Scientific classification
- Kingdom: Animalia
- Phylum: Chordata
- Class: Mammalia
- Order: Chiroptera
- Family: Pteropodidae
- Genus: Pteropus
- Species: P. pumilus
- Binomial name: Pteropus pumilus Miller, 1911

= Little golden-mantled flying fox =

- Genus: Pteropus
- Species: pumilus
- Authority: Miller, 1911
- Conservation status: NT

Species of bat

The little golden-mantled flying fox (Pteropus pumilus) is a species of bat in the family Pteropodidae.
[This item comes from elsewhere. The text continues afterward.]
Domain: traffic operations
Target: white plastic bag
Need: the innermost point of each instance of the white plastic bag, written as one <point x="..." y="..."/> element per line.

It is found in Indonesia and the Philippines. Its natural habitat is subtropical or tropical dry forests.

==Description==
The little golden-mantled flying fox is one of the smallest species of fruit bat, weighs about 200 g and has a wingspan of about 76 cm. The fur on its body is golden brown and it often has a paler head and mantle. This bat has claws on its feet and one (its thumbnail) on the end of its wings.

==Distribution and habitat==
The little golden-mantled flying fox is native to the Philippines and Miangas (Palmas), the northernmost island in Indonesia. In the Philippines, it is known from Balut, Camiguin, Leyte, Maripipi, Masbate, Mindanao, Mindoro, Negros, Panay, Sibuyan, Siquijor and Tablas. It occurs at altitudes of up to about 1100 m and is most common on smaller islands. Its habitat is primary forest and well-grown secondary forest.

==Behaviour==
The little golden-mantled flying fox is a solitary species and does not roost in large groups as do many other fruit bats. Instead it makes a nest and roosts in a tree. It feeds on fruit but little is known of its precise diet. Like other fruit bats, it plays an important role in dispersing the seeds of forest trees. This bat usually breeds in the autumn. One offspring (or occasionally two) is generally produced each year and becomes independent of its mother after about eleven weeks.

==Status==
Populations of the little golden-mantled flying fox are in general in decline. The principal threats it faces are destruction of its rainforest habitat and hunting by humans for food. It is listed in Appendix II of CITES and occurs in a number of national parks and protected areas but nevertheless, the IUCN has rated it as "Near Threatened".